Suddenly Éowyn half-drops, half-shoves him back into his seat, and belatedly Faramir realizes there was a knock at the doorframe– that the servant, red to her ears, is placing a pitcher of water on the table before the lady Éowyn. Éowyn is almost as red. She thanks the servant at random, and pours herself a glass. Faramir is still trying to see properly through the bright afterimages in front of his eyes; he can’t read her expression. She finishes her drink in one pull, slams it down. “I’ll, ah,” she says. “Well.” And taking her helm up she bows and goes. The servant is still picking up the broken halves of the glass when the light leaves behind her.
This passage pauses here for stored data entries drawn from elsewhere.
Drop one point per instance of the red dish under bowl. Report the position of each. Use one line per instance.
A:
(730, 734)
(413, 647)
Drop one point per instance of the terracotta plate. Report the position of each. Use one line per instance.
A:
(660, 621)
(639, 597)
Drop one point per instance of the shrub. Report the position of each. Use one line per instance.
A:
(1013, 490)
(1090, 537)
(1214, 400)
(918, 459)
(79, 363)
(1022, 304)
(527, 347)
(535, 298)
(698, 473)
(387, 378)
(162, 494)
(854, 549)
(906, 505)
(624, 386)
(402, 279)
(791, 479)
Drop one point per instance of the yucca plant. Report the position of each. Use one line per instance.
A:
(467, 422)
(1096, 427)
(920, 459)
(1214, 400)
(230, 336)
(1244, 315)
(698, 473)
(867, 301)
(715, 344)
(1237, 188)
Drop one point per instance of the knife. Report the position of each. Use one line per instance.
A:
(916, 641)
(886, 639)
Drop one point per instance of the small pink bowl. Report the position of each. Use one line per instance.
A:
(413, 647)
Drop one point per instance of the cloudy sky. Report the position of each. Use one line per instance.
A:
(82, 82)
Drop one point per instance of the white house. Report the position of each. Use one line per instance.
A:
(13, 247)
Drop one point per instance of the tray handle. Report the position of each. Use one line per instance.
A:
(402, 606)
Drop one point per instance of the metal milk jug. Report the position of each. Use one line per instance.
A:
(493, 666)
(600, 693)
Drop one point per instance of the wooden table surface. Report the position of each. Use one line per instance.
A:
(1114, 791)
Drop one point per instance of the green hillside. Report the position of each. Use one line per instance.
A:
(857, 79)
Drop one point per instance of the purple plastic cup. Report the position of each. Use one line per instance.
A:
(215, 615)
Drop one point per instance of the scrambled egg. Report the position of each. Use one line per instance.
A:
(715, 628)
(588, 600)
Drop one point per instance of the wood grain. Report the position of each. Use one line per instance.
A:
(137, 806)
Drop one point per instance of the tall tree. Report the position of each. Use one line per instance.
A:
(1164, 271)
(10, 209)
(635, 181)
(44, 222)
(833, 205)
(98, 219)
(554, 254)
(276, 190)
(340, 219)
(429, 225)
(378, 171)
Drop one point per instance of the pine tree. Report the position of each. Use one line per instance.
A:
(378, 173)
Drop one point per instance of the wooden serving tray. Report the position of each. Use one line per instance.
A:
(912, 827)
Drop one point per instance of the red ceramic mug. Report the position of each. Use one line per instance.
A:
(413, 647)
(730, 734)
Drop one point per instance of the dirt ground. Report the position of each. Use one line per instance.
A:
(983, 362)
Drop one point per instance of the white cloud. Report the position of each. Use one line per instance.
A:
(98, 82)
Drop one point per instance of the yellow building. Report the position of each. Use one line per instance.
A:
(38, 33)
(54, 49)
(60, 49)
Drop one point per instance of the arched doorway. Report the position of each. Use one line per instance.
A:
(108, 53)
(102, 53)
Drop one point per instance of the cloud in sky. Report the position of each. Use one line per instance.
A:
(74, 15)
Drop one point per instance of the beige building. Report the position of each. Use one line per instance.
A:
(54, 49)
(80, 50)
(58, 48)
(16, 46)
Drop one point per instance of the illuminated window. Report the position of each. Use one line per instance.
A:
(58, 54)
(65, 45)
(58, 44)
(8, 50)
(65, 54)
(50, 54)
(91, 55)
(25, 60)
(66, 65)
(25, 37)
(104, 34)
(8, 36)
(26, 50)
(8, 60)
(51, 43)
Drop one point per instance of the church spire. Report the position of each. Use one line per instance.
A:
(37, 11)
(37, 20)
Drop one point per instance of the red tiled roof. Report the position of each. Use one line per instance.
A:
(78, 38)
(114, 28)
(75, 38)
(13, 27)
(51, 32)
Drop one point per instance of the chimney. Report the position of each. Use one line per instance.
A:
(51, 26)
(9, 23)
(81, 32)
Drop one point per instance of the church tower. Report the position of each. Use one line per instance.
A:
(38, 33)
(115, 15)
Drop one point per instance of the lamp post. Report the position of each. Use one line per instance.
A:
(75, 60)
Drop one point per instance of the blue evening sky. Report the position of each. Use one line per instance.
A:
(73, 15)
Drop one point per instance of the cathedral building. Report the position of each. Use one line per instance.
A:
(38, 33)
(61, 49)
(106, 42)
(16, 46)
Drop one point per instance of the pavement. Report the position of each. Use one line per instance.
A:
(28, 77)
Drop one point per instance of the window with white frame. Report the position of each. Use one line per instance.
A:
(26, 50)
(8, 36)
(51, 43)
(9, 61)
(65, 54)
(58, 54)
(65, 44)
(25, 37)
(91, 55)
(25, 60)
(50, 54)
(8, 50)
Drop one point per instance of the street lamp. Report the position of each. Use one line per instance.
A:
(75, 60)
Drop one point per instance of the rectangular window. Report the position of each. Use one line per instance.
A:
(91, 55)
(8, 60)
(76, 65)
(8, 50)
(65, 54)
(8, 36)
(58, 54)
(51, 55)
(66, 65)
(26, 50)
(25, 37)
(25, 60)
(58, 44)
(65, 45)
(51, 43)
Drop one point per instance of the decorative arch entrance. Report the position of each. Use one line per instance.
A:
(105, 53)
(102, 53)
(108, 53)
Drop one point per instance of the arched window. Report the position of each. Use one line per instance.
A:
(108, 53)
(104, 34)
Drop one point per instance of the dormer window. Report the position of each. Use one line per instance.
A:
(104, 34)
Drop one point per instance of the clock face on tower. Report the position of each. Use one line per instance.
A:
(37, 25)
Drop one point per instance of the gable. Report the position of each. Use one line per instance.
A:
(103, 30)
Faramir shuts his eyes until the spots fade. Then he opens the other book and flips through Arwen’s information–Umbar, fifty ships there. A sea campaign then. He wonders if Lady Galadriel will slay the pirates, or cleanse the waters. Or raise Númenor. With Ceredin’s men; those who live. In the spirit of inquiry, he tries telling himself that he’s protecting his people. His mouth still tastes of blood.

Galadriel in Rohan had burnt out of Theoden at a touch all of the malice and grief of years, and left him with all that he still had else, a kneeling grandfather with shaking hands. She had turned to Éowyn, still, straight and cold, and said in her vast compassion, “But you were never born to flower only.” Faramir remembers Éowyn turning to Galadriel then, seeing no other; he remembers, even before Vilya had slid onto her finger, the sun kindling in her eyes.